New Jersey-based Campbell expects lower fiscal second-half sales, but said demand will not entirely revert back to pre-COVID levels because the pandemic has put its cookies, potato chips and sauces in the pantries of households that did not previously buy them.
Given how many food companies are reporting very strong numbers with extremely positive tones, Campbell’s commentary was slightly shy of expectations this morning, J.P. Morgan analyst Ken Goldman said.
Elevated demand has put pressure on Campbell’s inventory levels, expenses and supply chain this year. Campbell said it spent $50 million on fourth-quarter COVID-related costs, and that it expects expenses to continue in the first half of this fiscal year at a “moderated level compared to the fourth quarter.”

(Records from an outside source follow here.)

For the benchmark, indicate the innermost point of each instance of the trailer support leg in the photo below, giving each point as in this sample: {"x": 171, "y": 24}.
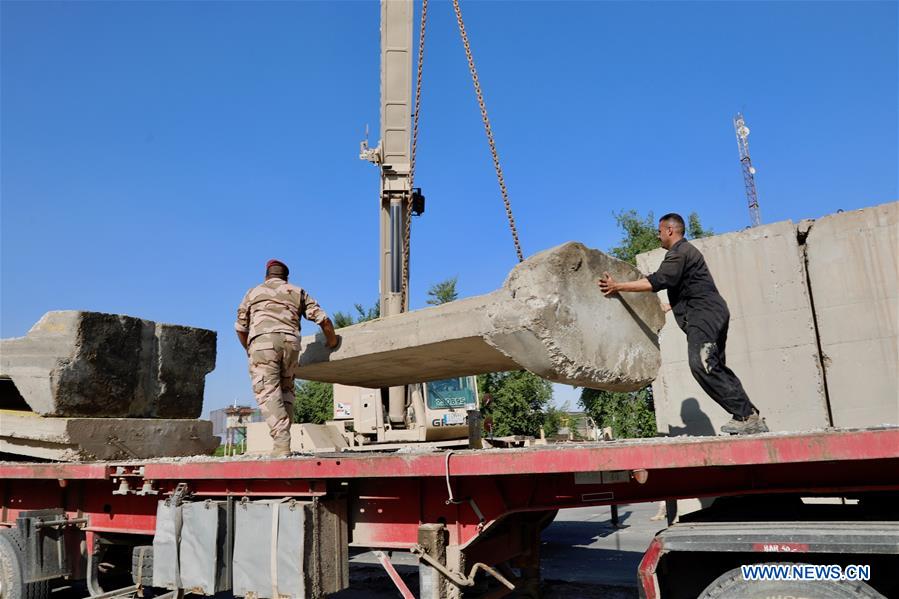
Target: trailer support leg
{"x": 432, "y": 537}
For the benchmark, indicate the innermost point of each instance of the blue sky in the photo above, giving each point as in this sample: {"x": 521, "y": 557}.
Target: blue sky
{"x": 153, "y": 155}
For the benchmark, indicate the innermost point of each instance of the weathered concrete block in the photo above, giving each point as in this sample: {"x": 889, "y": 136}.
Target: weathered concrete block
{"x": 77, "y": 439}
{"x": 853, "y": 273}
{"x": 771, "y": 343}
{"x": 549, "y": 317}
{"x": 107, "y": 365}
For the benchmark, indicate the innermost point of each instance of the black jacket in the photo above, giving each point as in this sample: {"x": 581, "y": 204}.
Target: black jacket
{"x": 692, "y": 294}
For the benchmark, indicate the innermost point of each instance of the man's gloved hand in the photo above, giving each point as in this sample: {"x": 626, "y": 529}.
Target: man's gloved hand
{"x": 338, "y": 339}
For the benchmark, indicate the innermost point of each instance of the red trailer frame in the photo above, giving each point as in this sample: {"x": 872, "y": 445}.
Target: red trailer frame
{"x": 484, "y": 497}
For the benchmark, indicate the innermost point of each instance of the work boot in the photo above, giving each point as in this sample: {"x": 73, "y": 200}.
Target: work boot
{"x": 751, "y": 425}
{"x": 280, "y": 448}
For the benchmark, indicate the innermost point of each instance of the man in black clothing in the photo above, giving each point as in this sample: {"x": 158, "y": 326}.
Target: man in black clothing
{"x": 702, "y": 314}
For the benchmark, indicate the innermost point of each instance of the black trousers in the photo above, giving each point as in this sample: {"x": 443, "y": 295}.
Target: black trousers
{"x": 705, "y": 351}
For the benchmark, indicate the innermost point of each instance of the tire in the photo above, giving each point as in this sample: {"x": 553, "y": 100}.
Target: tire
{"x": 731, "y": 584}
{"x": 12, "y": 569}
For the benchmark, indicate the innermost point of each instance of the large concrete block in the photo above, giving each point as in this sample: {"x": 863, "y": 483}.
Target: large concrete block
{"x": 853, "y": 272}
{"x": 549, "y": 317}
{"x": 77, "y": 439}
{"x": 771, "y": 343}
{"x": 107, "y": 365}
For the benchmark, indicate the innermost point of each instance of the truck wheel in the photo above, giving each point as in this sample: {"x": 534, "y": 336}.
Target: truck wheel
{"x": 12, "y": 569}
{"x": 731, "y": 584}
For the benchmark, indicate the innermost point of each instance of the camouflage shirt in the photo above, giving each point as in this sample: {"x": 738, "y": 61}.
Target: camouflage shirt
{"x": 275, "y": 307}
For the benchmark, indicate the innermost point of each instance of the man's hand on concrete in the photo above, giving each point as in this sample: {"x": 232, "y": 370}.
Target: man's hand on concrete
{"x": 334, "y": 343}
{"x": 607, "y": 284}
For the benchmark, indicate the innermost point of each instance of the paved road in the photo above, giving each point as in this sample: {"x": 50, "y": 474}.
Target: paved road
{"x": 582, "y": 555}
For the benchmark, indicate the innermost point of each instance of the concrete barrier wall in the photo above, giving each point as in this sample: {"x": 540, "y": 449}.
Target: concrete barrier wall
{"x": 788, "y": 287}
{"x": 771, "y": 343}
{"x": 853, "y": 271}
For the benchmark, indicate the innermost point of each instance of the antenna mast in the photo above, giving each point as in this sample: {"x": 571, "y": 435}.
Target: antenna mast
{"x": 752, "y": 196}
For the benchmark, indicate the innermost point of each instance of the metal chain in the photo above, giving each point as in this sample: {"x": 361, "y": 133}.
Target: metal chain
{"x": 488, "y": 129}
{"x": 407, "y": 232}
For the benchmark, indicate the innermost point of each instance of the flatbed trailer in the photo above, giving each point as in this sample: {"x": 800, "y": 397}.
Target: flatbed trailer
{"x": 468, "y": 515}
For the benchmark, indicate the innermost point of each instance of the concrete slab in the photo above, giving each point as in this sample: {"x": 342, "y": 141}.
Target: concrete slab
{"x": 91, "y": 364}
{"x": 853, "y": 273}
{"x": 78, "y": 439}
{"x": 771, "y": 345}
{"x": 549, "y": 317}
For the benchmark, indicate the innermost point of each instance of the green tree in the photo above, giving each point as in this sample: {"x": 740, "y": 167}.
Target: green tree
{"x": 518, "y": 401}
{"x": 630, "y": 414}
{"x": 443, "y": 292}
{"x": 314, "y": 401}
{"x": 641, "y": 234}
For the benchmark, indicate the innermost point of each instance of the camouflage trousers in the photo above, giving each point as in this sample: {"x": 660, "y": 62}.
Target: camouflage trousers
{"x": 274, "y": 358}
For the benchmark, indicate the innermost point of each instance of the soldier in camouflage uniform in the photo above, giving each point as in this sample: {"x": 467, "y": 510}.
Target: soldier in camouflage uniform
{"x": 268, "y": 327}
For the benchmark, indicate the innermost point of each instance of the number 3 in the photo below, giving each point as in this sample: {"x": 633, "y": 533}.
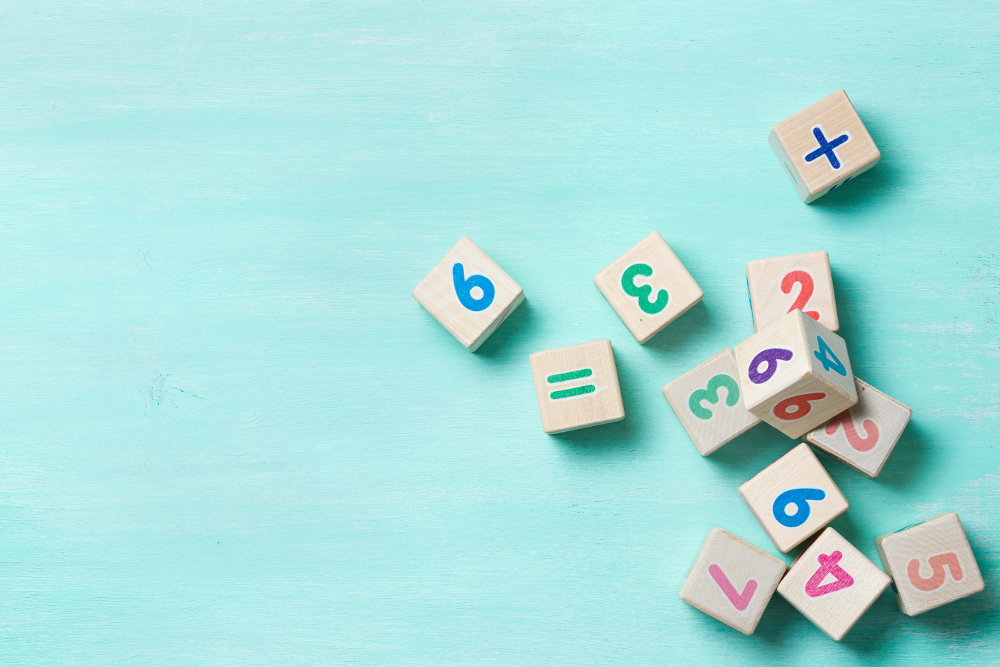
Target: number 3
{"x": 642, "y": 292}
{"x": 711, "y": 394}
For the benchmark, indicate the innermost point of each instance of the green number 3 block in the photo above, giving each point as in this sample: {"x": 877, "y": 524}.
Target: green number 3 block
{"x": 711, "y": 394}
{"x": 642, "y": 292}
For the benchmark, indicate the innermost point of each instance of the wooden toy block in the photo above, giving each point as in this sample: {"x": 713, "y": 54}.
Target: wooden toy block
{"x": 468, "y": 294}
{"x": 823, "y": 146}
{"x": 793, "y": 498}
{"x": 707, "y": 401}
{"x": 732, "y": 580}
{"x": 648, "y": 287}
{"x": 931, "y": 564}
{"x": 863, "y": 436}
{"x": 832, "y": 584}
{"x": 795, "y": 374}
{"x": 577, "y": 386}
{"x": 779, "y": 285}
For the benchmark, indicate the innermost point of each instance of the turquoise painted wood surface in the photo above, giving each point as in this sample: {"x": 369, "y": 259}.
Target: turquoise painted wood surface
{"x": 229, "y": 436}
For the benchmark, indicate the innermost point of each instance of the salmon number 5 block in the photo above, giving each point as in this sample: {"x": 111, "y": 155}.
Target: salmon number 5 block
{"x": 648, "y": 287}
{"x": 823, "y": 146}
{"x": 795, "y": 374}
{"x": 468, "y": 294}
{"x": 931, "y": 564}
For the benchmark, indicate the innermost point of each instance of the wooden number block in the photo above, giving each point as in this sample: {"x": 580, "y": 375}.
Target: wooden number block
{"x": 779, "y": 285}
{"x": 469, "y": 294}
{"x": 648, "y": 287}
{"x": 823, "y": 146}
{"x": 795, "y": 374}
{"x": 577, "y": 386}
{"x": 793, "y": 498}
{"x": 832, "y": 584}
{"x": 863, "y": 437}
{"x": 707, "y": 401}
{"x": 931, "y": 564}
{"x": 732, "y": 580}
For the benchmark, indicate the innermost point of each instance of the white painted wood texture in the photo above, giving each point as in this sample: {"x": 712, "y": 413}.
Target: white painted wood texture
{"x": 708, "y": 403}
{"x": 931, "y": 564}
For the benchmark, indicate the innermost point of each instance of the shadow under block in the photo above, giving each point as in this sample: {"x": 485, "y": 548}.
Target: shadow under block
{"x": 779, "y": 285}
{"x": 468, "y": 294}
{"x": 648, "y": 287}
{"x": 732, "y": 580}
{"x": 793, "y": 498}
{"x": 795, "y": 374}
{"x": 707, "y": 401}
{"x": 832, "y": 584}
{"x": 823, "y": 146}
{"x": 931, "y": 564}
{"x": 577, "y": 386}
{"x": 863, "y": 436}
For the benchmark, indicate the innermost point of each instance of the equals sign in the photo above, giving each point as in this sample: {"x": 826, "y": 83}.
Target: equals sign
{"x": 560, "y": 378}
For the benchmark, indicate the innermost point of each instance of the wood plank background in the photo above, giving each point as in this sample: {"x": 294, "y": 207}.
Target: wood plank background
{"x": 229, "y": 436}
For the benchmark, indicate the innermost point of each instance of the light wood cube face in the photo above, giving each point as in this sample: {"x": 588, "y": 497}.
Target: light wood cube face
{"x": 779, "y": 285}
{"x": 707, "y": 401}
{"x": 648, "y": 287}
{"x": 795, "y": 374}
{"x": 732, "y": 580}
{"x": 468, "y": 294}
{"x": 823, "y": 146}
{"x": 577, "y": 386}
{"x": 931, "y": 564}
{"x": 863, "y": 436}
{"x": 833, "y": 584}
{"x": 793, "y": 498}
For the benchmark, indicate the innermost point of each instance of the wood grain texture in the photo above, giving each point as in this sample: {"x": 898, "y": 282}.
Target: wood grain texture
{"x": 749, "y": 575}
{"x": 712, "y": 389}
{"x": 818, "y": 168}
{"x": 229, "y": 436}
{"x": 766, "y": 494}
{"x": 577, "y": 386}
{"x": 790, "y": 380}
{"x": 471, "y": 324}
{"x": 833, "y": 584}
{"x": 776, "y": 286}
{"x": 930, "y": 563}
{"x": 864, "y": 436}
{"x": 645, "y": 311}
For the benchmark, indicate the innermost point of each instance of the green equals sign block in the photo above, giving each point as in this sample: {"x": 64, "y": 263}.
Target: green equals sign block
{"x": 560, "y": 378}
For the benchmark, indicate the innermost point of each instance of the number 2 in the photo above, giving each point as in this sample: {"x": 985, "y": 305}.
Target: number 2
{"x": 844, "y": 419}
{"x": 711, "y": 394}
{"x": 805, "y": 293}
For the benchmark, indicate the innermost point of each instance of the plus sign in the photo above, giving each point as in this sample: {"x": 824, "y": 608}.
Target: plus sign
{"x": 826, "y": 147}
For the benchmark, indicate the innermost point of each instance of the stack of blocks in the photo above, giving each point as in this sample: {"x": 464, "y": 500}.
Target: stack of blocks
{"x": 793, "y": 373}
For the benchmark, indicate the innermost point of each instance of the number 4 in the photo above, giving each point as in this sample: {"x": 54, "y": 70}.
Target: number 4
{"x": 828, "y": 358}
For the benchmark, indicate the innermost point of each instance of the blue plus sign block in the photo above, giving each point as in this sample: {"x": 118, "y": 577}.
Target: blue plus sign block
{"x": 826, "y": 148}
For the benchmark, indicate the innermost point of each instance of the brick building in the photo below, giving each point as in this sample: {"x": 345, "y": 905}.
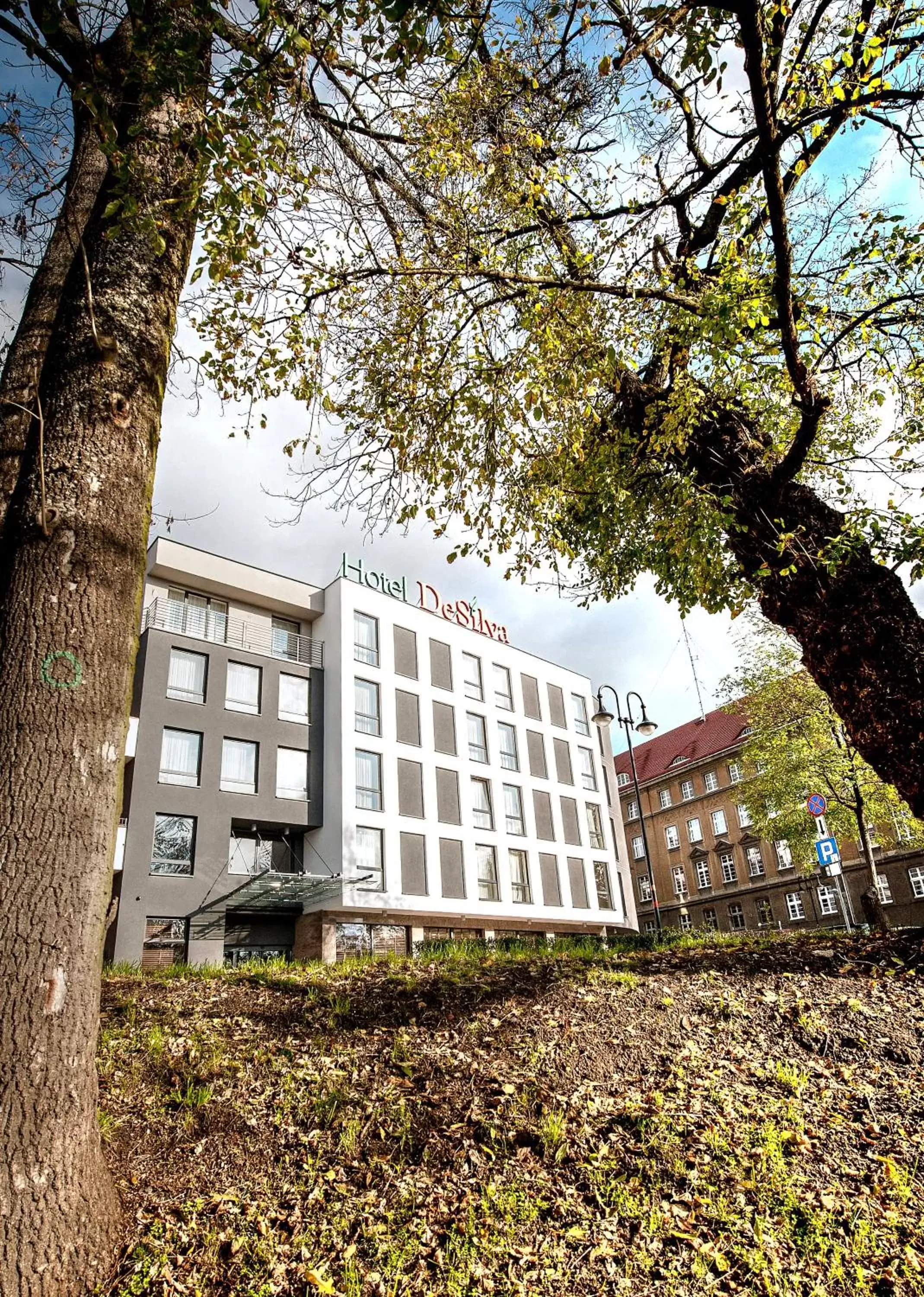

Bernstein analyst Alexia Howard said she questions whether Campbell will be able to retain its new customers in a post-COVID world - particularly those currently buying packaged soup - due to longstanding concerns about tinned food and sodium content.
Campbell forecast current-quarter net sales to rise between 5% and 7%, and adjusted profit to be between 88 cents and 92 cents per share. Analysts on average expected Campbell to earn 90 cents per share and its net sales to rise 5.2%, according to IBES data from Refinitiv.
Campbell said net sales rose to $2.11 billion in the fourth quarter, ended Aug. 2, from $1.78 billion, a year earlier, beating expectations of $2.08 billion.
Excluding one-time items, Campbell earned 63 cents per share, compared with analysts’ expectation of 60 cents per share.